Donald Trump has asked Republicans who control Congress to delay action on a 2017 budget until he gets into office.  House Speaker Paul Ryan has apparently agreed, but Senate Republicans have other ideas.

Speaker Paul D. Ryan said on Thursday that the House would go along with the incoming administration's request and pass a stopgap spending bill that would keep the government running at current spending levels until March.

But Republican leaders in the Senate did not immediately sign on to the plan, reflecting their desire to get contentious spending battles out of the way this year.

Senator Mitch McConnell of Kentucky, the Republican leader, left open the possibility of an agreement with the House [but won't commit to it now].

But signaling that the longstanding tensions between the House and Senate may not abate under a more unified Republican government, some Senate Republicans expressed concern that waiting until early next year could distract them from other legislative priorities.

"My opinion is that it would be better to get this year done now," said Senator Roy Blunt, Republican of Missouri and a member of the Appropriations Committee. "My preference is to do it now and not get bogged down early next year."

Senator Lamar Alexander of Tennessee, another Republican on the Appropriations Committee, [said,] "I would think the last thing the Trump administration would want to do is spend time cleaning up an appropriations bill that was supposed to have been passed in the previous year under Obama," he said.
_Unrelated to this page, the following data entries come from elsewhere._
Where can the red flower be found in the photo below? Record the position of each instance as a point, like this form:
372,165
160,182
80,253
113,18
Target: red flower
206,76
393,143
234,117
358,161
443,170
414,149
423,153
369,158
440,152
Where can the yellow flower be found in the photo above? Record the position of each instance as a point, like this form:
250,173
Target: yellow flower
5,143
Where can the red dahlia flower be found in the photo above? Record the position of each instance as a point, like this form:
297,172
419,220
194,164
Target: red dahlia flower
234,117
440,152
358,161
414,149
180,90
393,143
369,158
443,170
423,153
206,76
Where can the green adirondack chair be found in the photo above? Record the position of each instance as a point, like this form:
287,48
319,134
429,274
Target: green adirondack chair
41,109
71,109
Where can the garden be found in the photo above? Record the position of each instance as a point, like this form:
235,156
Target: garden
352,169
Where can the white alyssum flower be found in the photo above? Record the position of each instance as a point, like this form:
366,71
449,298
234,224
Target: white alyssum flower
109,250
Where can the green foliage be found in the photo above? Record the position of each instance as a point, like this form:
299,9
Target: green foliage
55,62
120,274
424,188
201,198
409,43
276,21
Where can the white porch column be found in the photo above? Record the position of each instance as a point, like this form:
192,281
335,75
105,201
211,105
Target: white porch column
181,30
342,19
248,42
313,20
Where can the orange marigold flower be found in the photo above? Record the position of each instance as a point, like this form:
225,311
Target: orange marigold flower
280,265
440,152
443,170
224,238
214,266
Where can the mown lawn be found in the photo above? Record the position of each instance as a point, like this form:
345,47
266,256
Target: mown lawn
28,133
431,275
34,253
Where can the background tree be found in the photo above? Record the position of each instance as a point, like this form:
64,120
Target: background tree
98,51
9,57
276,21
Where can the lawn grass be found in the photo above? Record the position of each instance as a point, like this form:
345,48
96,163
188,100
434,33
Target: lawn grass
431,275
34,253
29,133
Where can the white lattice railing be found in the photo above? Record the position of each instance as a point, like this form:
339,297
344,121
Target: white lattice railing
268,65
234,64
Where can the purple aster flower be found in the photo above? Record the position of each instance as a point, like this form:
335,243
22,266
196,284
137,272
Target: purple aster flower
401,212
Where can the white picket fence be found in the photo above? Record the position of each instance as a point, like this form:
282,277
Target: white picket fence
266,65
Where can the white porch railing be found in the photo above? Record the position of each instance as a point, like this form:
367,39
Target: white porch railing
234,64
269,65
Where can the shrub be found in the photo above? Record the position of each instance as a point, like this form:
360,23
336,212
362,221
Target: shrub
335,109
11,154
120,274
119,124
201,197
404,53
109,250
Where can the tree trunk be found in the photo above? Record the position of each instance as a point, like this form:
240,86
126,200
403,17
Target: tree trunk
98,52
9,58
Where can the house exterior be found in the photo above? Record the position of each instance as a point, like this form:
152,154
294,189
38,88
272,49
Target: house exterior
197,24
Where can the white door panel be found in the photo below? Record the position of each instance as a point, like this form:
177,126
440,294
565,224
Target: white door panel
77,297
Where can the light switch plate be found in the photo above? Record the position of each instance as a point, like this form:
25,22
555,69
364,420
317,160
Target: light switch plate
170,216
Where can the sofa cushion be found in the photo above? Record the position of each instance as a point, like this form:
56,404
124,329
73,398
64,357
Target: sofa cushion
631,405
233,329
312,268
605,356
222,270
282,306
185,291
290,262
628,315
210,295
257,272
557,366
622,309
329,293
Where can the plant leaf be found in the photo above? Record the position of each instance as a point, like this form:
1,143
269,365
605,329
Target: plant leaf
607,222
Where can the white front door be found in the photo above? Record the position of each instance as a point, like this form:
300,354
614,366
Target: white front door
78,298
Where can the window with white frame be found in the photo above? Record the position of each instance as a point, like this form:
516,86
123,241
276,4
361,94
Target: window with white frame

The way the budget process has worked for the last eight years is that Obama told Congress exactly how much money he wanted, and Congress, afraid of Obama shutting down the government and blaming them, gave Obama 100%.  This is the process that Blunt, Alexander, and perhaps even McConnell still want to continue, even with Trump's election as president.  If they do this again, this will needlessly lock Obama's budget into Trump's first year as president.